胤禛當時的話什猶言在耳,然,提起老氏她仍是難以平常之心待之,慧珠嘆息地搖搖頭,揮手就示意太醫答話。未及多說,老氏便進了殿內,行禮道:「婢妾給熹貴妃娘娘請安,娘娘萬福。」
慧珠眼眸一閃,朝之微微頷首,轉臉望向太醫道:「繼續說吧。」太醫凝思回道:「皇上素不耐熱,又有熱毒、暑濕風寒交替感染,是有幾分棘手。」慧珠遷怒道:「簡直胡言,你方才說皇上染得不是惡疾,並無大礙,現在又是有幾分棘手!」
太醫惶恐,忙跪地解釋道:「無大礙,只是與皇上性命無憂。但這兩種病症同發,若是按常理醫治,龍體必會大損,這才有幾分棘手。」慧珠急忙又問:「不按常理,難道就沒其它治法?大損?又是怎個損法?」太醫不敢隱瞞,如實答道:「還有兩種治法,但皆甚傷龍體。至於損法……無論哪一種治法,都可損壽命。」
「損壽命!」慧珠霍地一下起身叫道,見太醫惶悚,知是話里絕無半分虛假;這份認知讓慧珠腳步虛華,幾下身子晃動,勉強就著右手旁的紫檀雕花方几站穩,卻一個失手不查,將几上的那碗清湯雪耳,「哐啷」一聲掃至地上,碎物四濺。
聲響一落,一殿眾人齊齊跪下,道:「娘娘保重!」
老氏微微垂目,掩下眼底的擔憂,復又眼神複雜的瞟了眼似大受打擊的慧珠,突然輕啟朱唇道:「娘娘,婢妾習過醫術,知道還有一種治法比起太醫說的前三種辦法可行,不會拖垮皇上的龍體,就是損壽命也可降低於一年之內。」
話未說完,四名老太醫齊聲阻止道:「萬萬不可!」慧珠卻沒予理會,喜得上前一把抓住老氏的手,激動道:「你說的可是真的。」老氏不習慣與人接觸,微蹙眉抽出右手,俯身回道:「千真萬確。」
院首見慧珠心動,忙跪地死諫;慧珠面上一沉,語氣嚴厲道:「皇上曾親口對本宮說過,老貴人醫術出眾,不必爾等差。

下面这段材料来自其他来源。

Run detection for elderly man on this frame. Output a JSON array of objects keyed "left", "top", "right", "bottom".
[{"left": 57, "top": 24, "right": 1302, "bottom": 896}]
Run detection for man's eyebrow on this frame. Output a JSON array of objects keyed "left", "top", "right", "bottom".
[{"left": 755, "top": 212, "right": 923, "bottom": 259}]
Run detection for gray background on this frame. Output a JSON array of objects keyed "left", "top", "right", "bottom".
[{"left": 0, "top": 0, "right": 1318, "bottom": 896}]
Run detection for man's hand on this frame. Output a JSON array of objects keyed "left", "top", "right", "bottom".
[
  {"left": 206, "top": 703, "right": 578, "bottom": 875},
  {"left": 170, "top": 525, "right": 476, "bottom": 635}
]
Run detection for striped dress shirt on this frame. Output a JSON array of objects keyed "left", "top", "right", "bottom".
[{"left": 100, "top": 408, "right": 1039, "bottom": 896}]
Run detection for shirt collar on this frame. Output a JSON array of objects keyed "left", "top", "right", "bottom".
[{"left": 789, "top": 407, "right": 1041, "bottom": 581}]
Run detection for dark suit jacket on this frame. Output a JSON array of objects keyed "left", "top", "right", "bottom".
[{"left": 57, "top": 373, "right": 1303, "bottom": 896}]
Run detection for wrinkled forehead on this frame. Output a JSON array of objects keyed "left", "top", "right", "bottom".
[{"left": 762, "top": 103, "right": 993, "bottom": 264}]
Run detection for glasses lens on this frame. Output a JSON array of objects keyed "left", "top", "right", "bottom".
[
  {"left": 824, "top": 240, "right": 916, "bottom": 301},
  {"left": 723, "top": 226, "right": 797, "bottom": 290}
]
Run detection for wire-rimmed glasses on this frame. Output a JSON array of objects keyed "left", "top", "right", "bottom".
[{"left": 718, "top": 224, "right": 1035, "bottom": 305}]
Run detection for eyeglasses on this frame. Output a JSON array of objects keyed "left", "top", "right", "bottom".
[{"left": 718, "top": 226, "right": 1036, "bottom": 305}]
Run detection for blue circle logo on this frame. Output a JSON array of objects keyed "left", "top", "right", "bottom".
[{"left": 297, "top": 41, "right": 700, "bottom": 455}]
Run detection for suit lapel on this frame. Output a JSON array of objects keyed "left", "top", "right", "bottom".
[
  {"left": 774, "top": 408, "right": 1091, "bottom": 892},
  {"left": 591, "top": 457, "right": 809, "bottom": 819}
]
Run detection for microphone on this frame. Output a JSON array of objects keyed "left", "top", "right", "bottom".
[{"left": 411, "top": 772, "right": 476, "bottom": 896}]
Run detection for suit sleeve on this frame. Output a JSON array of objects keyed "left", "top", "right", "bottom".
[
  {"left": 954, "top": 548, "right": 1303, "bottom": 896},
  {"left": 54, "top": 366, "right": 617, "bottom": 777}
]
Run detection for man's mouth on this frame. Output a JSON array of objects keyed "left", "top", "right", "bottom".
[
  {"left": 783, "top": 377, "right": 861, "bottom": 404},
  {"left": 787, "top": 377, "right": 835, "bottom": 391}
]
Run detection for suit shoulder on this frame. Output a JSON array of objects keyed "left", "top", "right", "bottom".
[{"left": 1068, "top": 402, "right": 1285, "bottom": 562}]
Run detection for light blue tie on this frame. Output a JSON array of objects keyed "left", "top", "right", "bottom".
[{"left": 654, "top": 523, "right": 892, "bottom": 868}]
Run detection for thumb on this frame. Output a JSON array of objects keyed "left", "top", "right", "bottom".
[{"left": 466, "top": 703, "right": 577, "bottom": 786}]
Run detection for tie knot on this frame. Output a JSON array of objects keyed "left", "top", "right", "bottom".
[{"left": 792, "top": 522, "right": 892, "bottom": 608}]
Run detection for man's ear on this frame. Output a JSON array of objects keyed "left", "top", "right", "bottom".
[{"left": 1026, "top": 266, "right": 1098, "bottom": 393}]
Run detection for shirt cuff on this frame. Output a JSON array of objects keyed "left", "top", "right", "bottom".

本宮屬意已定,不容爾等置疑,若有一切後宮,本宮一命承擔就是。」說著,見院首還不心死,又道:「你等身為太醫,不能為皇上解憂治病,還阻擾皇上看醫,可是應當!」
一席話說得四名太醫啞口無言,慧珠方目光定定的看向老氏道:「皇上曾對本宮說過,你是難得的奇女子,讓他十分敬重。本宮相信皇上的話,亦相信老貴人你。」老氏聽了這話,心理驀然升起一抹心慌,眼神更加複雜的看了慧珠半晌,才收了心思,平心靜氣道:「婢妾定不負娘娘所託。」
(昨天哪一章寫的很不好吧,咕~~(╯﹏╰)b,其實寫完一想,也覺得很怪,弘時還在一旁,四四和珠子就開始說些感情之類的話了。咕~~(╯﹏╰)b,現在這文,寫著吧,俺自己也覺得怪,貌似文文情節進入了一個怪圈,俺去力不從心,改不了。~~o(>_<)o~~)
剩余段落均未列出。